Minister for women and child development Maneka Gandhi received a rather unusual letter last month. Signed by 23 survivors of human trafficking and sexual exploitation from villages in West Bengal, the letter expressed their hopes—and fears—of India’s first and most comprehensive draft bill on trafficking.
“We are excited with the possibility of a new law,” wrote the women who were rescued from Pune, Mumbai, Delhi and Goa. “The existing system,” they noted, “has not attended to our needs.”
The letter listed what about the Trafficking of Persons (Prevention, Protection and Rehabilitation) Bill made the women happy and what about it had them worried.
“Nothing is said about fighting stigma against survivors of trafficking. A girl is often tortured by her very own family members after she is back, and she has no other way but to keep silent to protect her dignity in front of others,” the women wrote.
India has the fourth highest estimated prevalence of modern slavery in proportion to its population in the world, according to the 2016 Global Slavery Index. More than 18 million people, or 1.4% of our citizens, live in conditions of modern slavery that includes sex work, domestic work, manual labour and even forced marriage in states such as Haryana and Punjab that have low sex ratios. The NGO Dasra estimates that 80% of all women and children in the sex trade have been trafficked.
Only 5,466 cases of trafficking were reported in 2014.
Maneka Gandhi’s bill is nothing if not ambitious. At present, India does not even have a comprehensive anti-trafficking law, using disparate legislation on a case-to-case basis. For instance, the police might use the Immoral Traffic Prevention Act to raid brothels and ‘rescue’ the women in it—including those who might not be living in confinement. Other cases might be tried under the Protection of Children from Sexual Offences Act. Still others will come under various sections of the labour law. Begging and organ trafficking are looked at under yet other provisions.
Yet, even the draft bill fails to define either trafficking or rehabilitation, even though it recognizes it as a right with a provision of shelter homes in every district and a fund for the welfare and reintegration of rescued women.
“There is a lot of emphasis on shelter homes for rehabilitation, but if a girl is above the age of 18 who wants to return to their home from the special home, no provision is there for them,” wrote the women.
In addition to shelters and a rehabilitation fund, the draft legislation, up on the ministry’s website, provides for special courts to expedite cases of trafficking. It also provides for anti-trafficking committees down to the district level. For the first time, a special investigation agency will coordinate work between states and collect intelligence on trafficking.
“There is a lot of detail and considerable improvement from the first draft to the third one in circulation,” says Roop Sen, a researcher on migration and violence with Sanjog, a think tank working to end violence, particularly against children. Yet, ambiguities persist. What, for instance, is the relationship between the special investigation agency and state units? Where will the manpower and resources come from? “If you are talking about setting up an anti-trafficking fund, then what will it cover?” asks Sen.
When a woman is trafficked, she is robbed of her freedom of choice, says Chandrani Das Gupta, a psychologist who has been working with trafficking survivors. “Now, she will find herself in the same situation after being rescued and placed in a shelter home,” she says.
It’s a fear that is shared by the survivors. With very few exceptions, shelter homes function like jails with no freedom of mobility. “Girls and women staying in the shelter homes are often subjected to torture and ill treatment as well as substandard services. There’s no mention of punishing people who torture the girls in this way,” wrote the women who fear that rescued women could be kept ‘indefinitely’ in shelter homes. “We have seen during our stays in homes that many girls are kept there for years,” they say.

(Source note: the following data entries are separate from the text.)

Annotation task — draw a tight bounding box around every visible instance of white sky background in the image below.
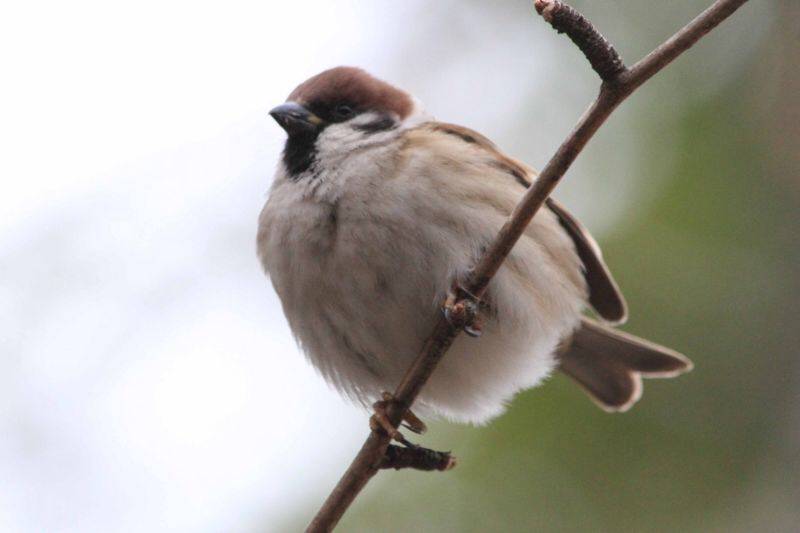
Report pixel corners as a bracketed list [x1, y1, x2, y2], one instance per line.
[0, 1, 764, 532]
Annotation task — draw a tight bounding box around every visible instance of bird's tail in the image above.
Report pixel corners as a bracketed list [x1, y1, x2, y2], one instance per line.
[559, 318, 692, 412]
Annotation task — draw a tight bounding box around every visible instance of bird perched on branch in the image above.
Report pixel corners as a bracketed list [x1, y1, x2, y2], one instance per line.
[257, 67, 692, 423]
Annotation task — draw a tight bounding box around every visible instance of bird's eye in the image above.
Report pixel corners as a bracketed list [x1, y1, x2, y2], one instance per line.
[333, 104, 355, 120]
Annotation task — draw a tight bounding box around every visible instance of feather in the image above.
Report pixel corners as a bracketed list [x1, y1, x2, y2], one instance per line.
[559, 318, 693, 412]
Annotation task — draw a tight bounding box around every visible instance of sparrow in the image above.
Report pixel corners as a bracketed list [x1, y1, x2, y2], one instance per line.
[257, 67, 692, 424]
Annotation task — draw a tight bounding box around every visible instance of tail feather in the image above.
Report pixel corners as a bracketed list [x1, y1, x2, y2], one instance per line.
[559, 318, 692, 412]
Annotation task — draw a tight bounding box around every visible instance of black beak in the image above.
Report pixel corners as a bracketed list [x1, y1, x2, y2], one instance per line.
[269, 102, 322, 137]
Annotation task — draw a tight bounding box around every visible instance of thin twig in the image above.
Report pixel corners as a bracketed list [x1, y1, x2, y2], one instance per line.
[380, 444, 456, 471]
[307, 0, 747, 533]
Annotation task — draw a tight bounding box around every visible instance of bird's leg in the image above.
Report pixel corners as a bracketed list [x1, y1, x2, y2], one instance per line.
[369, 392, 428, 448]
[442, 281, 489, 337]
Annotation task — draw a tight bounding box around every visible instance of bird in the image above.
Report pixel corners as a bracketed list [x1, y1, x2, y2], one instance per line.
[256, 66, 692, 425]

The draft bill does not recognize the many nuances of a survivor’s life. “There’s a difference between a woman in a brothel who was trafficked six days ago from a woman who was trafficked six years ago,” says Das Gupta. “Over the years, some survivors develop an affinity with the brothel keeper and may hesitate to give evidence against him.”

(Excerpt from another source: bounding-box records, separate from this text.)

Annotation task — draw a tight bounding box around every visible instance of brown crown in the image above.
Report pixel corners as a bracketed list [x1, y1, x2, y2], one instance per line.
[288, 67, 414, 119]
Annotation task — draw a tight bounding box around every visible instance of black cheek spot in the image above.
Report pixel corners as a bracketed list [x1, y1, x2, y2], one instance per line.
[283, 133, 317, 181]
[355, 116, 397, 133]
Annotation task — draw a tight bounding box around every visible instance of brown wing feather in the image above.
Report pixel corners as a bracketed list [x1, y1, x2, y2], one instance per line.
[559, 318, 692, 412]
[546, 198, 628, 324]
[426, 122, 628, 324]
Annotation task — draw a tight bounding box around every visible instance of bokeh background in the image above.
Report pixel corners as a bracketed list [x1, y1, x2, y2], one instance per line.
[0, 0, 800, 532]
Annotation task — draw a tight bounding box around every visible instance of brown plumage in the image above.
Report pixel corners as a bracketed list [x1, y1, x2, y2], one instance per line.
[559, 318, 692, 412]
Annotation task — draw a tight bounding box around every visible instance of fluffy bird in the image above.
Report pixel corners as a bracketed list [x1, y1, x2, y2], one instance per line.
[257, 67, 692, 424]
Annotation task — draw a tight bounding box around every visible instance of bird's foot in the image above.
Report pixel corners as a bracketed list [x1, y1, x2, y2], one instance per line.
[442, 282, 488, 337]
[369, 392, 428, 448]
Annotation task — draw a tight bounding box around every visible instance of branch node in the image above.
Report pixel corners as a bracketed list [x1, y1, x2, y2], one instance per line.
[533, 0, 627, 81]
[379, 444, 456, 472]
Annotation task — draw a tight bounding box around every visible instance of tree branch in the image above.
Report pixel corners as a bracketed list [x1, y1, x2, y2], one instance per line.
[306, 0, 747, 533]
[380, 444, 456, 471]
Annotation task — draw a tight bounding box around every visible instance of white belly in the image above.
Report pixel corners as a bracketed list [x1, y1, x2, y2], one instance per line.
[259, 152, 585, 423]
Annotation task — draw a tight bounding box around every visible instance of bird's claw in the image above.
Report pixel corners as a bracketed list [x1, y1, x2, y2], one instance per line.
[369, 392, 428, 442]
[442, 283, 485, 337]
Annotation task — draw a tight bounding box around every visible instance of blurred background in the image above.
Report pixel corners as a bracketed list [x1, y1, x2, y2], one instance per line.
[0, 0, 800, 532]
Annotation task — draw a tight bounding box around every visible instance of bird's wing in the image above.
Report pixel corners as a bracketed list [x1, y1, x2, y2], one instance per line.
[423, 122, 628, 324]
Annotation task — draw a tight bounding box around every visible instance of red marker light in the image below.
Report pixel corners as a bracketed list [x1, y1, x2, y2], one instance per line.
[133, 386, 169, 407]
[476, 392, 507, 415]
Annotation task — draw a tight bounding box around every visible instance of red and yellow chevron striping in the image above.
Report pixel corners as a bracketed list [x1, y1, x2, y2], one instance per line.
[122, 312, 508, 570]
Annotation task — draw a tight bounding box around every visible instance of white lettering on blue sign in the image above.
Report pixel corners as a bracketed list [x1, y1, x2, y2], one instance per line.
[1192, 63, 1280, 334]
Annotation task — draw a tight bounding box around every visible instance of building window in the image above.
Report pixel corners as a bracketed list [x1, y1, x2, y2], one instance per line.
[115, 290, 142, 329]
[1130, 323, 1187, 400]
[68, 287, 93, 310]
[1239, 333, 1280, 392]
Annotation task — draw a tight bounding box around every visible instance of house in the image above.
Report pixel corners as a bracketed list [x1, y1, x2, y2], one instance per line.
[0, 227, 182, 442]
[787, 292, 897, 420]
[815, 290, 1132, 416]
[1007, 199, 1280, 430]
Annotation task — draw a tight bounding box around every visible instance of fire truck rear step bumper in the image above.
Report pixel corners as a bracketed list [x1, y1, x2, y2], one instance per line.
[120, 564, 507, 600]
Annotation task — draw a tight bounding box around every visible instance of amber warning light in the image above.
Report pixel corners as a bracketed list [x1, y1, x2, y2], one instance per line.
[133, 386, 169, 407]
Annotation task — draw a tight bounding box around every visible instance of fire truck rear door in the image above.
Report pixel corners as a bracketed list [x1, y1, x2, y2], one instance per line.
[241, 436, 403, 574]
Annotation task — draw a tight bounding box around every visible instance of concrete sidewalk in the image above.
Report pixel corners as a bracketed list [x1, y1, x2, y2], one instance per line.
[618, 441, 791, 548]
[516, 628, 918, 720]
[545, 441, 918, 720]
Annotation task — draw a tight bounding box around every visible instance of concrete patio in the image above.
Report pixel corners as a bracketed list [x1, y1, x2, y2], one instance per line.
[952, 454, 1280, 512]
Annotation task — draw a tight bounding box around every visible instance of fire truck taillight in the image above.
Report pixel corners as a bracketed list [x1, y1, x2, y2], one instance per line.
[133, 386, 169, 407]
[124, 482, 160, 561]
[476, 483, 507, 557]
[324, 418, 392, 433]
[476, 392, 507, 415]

With its focus on trafficking in the sex trade, the draft bill is silent on labour trafficking, organ removal and forced marriages, says lawyer Kaushik Gupta.

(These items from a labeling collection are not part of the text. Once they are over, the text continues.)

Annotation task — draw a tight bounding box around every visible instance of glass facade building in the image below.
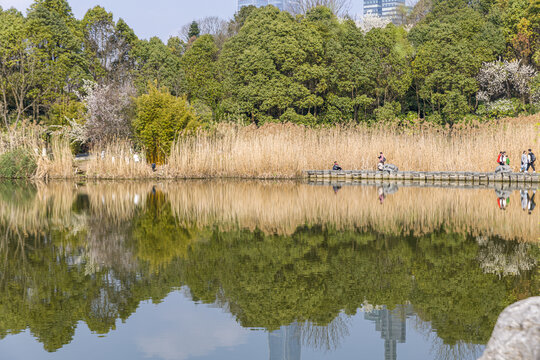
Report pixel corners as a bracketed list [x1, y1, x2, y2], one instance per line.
[364, 0, 405, 23]
[236, 0, 288, 11]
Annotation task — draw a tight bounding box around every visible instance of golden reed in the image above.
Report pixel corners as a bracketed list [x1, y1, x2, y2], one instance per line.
[0, 114, 540, 179]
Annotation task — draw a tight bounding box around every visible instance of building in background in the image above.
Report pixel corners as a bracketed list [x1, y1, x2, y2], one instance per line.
[364, 0, 408, 23]
[364, 305, 413, 360]
[236, 0, 290, 11]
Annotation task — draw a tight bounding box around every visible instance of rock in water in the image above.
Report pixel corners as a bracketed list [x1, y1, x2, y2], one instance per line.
[495, 165, 512, 174]
[479, 296, 540, 360]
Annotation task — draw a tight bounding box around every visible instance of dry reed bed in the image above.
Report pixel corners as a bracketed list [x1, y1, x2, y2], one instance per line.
[163, 115, 540, 178]
[164, 182, 540, 242]
[0, 114, 540, 179]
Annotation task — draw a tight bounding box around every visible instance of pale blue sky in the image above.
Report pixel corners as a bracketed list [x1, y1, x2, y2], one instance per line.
[0, 0, 362, 40]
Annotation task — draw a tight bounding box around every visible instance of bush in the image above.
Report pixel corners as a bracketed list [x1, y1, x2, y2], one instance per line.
[373, 101, 401, 121]
[0, 148, 37, 179]
[133, 84, 200, 164]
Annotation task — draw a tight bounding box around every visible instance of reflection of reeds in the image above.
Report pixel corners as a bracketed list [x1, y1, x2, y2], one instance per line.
[0, 182, 75, 234]
[0, 181, 540, 242]
[84, 181, 152, 222]
[163, 182, 540, 242]
[298, 314, 350, 351]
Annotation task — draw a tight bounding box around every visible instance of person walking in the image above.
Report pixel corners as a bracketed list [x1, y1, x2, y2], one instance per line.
[527, 149, 536, 173]
[519, 151, 529, 172]
[377, 151, 386, 171]
[527, 190, 536, 215]
[497, 151, 504, 165]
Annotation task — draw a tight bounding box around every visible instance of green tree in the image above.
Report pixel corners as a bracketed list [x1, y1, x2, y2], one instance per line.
[25, 0, 86, 118]
[133, 37, 185, 96]
[188, 21, 201, 40]
[133, 84, 199, 164]
[181, 35, 222, 112]
[220, 6, 323, 124]
[409, 1, 505, 124]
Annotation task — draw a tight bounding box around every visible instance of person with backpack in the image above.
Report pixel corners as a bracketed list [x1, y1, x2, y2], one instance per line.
[519, 151, 529, 172]
[526, 149, 536, 174]
[497, 151, 504, 165]
[377, 151, 386, 171]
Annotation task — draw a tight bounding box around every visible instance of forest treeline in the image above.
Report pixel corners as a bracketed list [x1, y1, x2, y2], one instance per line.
[0, 0, 540, 160]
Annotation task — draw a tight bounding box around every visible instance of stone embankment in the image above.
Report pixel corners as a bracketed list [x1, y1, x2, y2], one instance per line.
[303, 170, 540, 185]
[479, 297, 540, 360]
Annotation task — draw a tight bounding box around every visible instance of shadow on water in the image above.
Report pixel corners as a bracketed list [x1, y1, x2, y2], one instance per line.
[0, 182, 540, 359]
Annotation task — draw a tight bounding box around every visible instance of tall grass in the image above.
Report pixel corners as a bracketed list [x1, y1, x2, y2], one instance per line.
[85, 140, 153, 179]
[164, 115, 540, 178]
[0, 114, 540, 179]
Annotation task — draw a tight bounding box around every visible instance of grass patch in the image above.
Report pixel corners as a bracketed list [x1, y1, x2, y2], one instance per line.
[0, 148, 37, 179]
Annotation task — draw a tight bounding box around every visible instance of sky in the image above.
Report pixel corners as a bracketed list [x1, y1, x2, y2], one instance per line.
[0, 0, 362, 41]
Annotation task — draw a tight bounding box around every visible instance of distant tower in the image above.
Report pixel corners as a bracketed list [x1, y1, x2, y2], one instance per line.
[364, 0, 405, 23]
[236, 0, 290, 11]
[364, 305, 412, 360]
[268, 323, 302, 360]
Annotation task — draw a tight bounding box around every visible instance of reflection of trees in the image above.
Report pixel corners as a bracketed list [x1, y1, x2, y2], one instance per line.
[300, 314, 349, 350]
[476, 236, 539, 277]
[0, 181, 540, 357]
[182, 229, 538, 344]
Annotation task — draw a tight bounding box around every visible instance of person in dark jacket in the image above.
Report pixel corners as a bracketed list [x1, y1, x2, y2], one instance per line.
[527, 149, 536, 173]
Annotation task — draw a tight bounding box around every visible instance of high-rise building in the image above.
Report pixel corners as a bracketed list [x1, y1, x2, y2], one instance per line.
[268, 323, 302, 360]
[236, 0, 290, 11]
[364, 0, 405, 23]
[364, 305, 413, 360]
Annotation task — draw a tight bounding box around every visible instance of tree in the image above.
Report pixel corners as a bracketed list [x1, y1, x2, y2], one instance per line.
[220, 6, 324, 124]
[0, 9, 39, 128]
[132, 37, 185, 95]
[25, 0, 86, 119]
[287, 0, 351, 16]
[409, 1, 505, 124]
[82, 82, 135, 143]
[133, 83, 199, 164]
[181, 35, 222, 111]
[188, 21, 201, 40]
[82, 6, 118, 81]
[227, 5, 257, 36]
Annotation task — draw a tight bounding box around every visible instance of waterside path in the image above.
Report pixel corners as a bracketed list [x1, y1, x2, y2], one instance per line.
[303, 170, 540, 185]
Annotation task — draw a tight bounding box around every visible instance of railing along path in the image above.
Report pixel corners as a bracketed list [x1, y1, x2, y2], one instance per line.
[303, 170, 540, 184]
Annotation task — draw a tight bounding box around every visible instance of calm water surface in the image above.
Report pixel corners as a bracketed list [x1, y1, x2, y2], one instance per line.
[0, 181, 540, 360]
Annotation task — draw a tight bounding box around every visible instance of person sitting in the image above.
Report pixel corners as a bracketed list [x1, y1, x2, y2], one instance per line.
[378, 151, 386, 165]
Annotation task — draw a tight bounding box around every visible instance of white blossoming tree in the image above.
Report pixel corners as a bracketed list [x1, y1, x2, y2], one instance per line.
[356, 14, 390, 33]
[476, 60, 536, 104]
[72, 81, 135, 142]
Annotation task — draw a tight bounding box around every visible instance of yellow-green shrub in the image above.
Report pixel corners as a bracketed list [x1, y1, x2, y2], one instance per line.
[133, 84, 199, 164]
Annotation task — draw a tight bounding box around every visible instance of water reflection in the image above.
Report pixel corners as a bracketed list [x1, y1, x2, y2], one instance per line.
[0, 182, 540, 359]
[364, 304, 413, 360]
[268, 323, 302, 360]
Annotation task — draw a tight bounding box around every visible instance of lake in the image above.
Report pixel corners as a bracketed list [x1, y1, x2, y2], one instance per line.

Trafficking, Gupta says, is an organized crime and a human rights issue. The silver lining is that the draft bill recognizes for the first time in independent India the enormity and gravity of this crime. The bad news is that there’s still a long way to go before it can be regarded as a comprehensive, positive piece of legislation that will empower survivors of trafficking as well as make a serious dent towards its widespread prevalence.
Namita Bhandare is gender editor of Mint.